An exclusive conversation with Sandeep Tandon, Founder & CIO, quant Mutual Fund

‘Our SIF is designed for long-term wealth preservation’

Model-driven vs Human-led portfolios?

We anticipate that the proportion of model-driven portfolios will rise meaningfully within passive investing and index-linked investment frameworks, as data-driven methodologies continue to enhance efficiency and scalability. However, in the realm of active and actively oriented strategies, we expect a contrasting evolution—where investment decisions will rely increasingly on qualitative judgment, market intuition and human interpretation rather than rigid model-based approaches. While quantitative tools and analytical models will continue to serve as valuable aids, the ability to generate alpha in complex, evolving market segments will remain rooted in human insight and experience.

For example, at quant, we have spent over $24 million over the years building up our set of indicators and databases.

Early SIF launch: Aim and strategy?

Our specialised investment funds (SIFs), qSIF, have been designed with a core objective of long-term wealth preservation through disciplined beta management, reduced volatility and controlled drawdowns across market cycles. These strategies aim to offer investors a more stable return profile while maintaining participation in market growth. Although the SIF category is still in its early stages in India and investor awareness is evolving, our differentiated approach has already garnered a strong and positive response from discerning investors who value risk-adjusted outcomes and consistency over short-term performance.

On low-friction investing and investor churn.

The rapid expansion of digital investing platforms has significantly enhanced accessibility, transparency and ease of execution, driving both inflows and outflows at an accelerated pace. Encouragingly, inflows continue to outpace redemptions, leading to consistent AUM growth across the industry.

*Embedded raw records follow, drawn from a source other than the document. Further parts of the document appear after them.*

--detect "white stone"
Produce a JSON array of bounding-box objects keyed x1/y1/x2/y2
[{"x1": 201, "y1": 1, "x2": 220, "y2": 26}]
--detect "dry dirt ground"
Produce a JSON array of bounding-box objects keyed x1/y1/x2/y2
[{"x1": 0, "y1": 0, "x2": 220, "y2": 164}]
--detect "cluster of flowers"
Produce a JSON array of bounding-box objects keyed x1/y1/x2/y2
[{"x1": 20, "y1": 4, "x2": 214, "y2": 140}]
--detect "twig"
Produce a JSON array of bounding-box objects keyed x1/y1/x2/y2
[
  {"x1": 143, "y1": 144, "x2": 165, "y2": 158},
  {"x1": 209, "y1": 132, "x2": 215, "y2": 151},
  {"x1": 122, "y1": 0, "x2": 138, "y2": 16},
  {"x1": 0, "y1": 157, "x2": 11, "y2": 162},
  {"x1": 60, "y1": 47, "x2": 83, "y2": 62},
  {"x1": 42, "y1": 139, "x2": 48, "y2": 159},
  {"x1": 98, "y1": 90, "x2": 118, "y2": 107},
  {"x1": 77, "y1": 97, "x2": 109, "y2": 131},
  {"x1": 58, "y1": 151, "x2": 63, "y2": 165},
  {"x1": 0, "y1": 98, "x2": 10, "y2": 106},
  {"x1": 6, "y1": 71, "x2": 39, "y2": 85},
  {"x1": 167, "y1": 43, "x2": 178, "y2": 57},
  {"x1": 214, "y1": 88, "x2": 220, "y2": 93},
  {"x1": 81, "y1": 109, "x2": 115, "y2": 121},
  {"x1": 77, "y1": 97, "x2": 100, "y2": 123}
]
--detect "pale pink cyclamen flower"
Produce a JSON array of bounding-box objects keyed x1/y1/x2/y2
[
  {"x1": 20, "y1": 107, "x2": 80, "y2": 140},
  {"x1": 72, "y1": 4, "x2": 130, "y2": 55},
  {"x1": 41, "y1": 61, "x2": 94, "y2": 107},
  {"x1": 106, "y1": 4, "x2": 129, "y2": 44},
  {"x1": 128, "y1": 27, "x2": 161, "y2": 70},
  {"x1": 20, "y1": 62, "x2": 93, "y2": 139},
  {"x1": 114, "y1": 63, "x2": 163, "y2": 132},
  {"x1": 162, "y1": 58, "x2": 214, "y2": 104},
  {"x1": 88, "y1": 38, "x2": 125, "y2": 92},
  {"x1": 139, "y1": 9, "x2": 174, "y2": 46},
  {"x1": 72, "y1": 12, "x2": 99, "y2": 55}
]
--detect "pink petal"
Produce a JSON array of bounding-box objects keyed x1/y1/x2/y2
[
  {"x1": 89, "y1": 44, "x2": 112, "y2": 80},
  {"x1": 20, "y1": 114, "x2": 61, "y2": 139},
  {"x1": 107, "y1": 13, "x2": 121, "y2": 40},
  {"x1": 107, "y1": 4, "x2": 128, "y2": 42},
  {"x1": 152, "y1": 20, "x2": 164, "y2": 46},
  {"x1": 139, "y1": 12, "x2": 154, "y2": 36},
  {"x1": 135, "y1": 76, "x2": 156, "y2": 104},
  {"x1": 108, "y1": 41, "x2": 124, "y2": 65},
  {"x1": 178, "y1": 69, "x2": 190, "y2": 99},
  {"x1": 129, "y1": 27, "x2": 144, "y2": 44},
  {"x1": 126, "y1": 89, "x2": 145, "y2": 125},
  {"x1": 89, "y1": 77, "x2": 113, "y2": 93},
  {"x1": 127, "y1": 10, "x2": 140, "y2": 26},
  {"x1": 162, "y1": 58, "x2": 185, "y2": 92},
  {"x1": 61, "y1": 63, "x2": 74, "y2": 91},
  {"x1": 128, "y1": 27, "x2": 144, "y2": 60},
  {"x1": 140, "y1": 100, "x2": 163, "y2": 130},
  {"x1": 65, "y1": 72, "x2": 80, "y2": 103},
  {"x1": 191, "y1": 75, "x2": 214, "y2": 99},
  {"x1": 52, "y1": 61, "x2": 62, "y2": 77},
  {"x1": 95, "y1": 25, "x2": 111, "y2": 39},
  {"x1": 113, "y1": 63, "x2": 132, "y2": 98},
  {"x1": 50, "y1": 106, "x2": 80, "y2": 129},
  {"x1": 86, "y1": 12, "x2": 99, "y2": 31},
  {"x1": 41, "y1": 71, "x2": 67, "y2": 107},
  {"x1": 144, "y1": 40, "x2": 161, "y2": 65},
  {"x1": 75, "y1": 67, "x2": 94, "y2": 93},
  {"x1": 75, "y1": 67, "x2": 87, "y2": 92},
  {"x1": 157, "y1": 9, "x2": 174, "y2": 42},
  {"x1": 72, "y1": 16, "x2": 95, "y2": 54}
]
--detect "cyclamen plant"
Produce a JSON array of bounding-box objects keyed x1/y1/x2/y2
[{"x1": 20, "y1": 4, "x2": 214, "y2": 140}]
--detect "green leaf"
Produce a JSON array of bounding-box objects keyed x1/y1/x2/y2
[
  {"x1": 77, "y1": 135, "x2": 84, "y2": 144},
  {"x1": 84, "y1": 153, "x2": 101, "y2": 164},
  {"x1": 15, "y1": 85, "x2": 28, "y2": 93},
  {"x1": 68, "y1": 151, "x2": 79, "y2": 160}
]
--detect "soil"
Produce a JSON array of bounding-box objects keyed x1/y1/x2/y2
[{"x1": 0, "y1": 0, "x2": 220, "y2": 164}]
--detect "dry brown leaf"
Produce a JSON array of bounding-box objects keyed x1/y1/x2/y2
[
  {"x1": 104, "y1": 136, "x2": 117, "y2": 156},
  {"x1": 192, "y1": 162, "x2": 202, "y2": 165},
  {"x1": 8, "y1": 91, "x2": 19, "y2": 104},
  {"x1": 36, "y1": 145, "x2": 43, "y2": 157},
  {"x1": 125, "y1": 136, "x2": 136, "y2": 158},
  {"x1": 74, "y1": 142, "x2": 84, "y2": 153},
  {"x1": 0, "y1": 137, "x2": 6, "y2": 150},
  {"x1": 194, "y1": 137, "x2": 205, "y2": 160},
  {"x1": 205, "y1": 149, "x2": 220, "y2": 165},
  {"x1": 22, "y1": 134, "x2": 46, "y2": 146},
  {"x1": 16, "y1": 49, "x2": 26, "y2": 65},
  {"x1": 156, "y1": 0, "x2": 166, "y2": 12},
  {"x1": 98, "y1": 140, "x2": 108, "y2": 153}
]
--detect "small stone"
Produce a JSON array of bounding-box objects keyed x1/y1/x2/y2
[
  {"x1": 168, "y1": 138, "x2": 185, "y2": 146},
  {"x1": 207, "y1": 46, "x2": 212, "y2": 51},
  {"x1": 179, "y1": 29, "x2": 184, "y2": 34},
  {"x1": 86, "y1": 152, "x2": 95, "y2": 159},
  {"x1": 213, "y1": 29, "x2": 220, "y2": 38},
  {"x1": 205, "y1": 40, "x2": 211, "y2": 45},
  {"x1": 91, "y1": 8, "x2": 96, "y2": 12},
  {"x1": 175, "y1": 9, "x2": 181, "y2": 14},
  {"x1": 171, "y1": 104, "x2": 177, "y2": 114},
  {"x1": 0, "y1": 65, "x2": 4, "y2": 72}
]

SIP contribution hit a record Rs 29,361 crore with 9.25 crore active accounts, reflecting investors’ preference towards systematic, disciplined investing. At quant, we have reinforced this momentum by offering among the lowest exit loads in the industry to encourage long-term participation.

Rapid-fire questions

  • One AMC you admire (not yours): Jim Simons’ Medallion Fund.
  • One fund manager, past or present, you would love to have on your team: Aswath Damodaran.
  • Beyond returns, one criterion you want investors to judge your AMC on: Innovation and our mathematical approach.
  • If not running an AMC, what would you be doing?: Running a boutique macro research firm.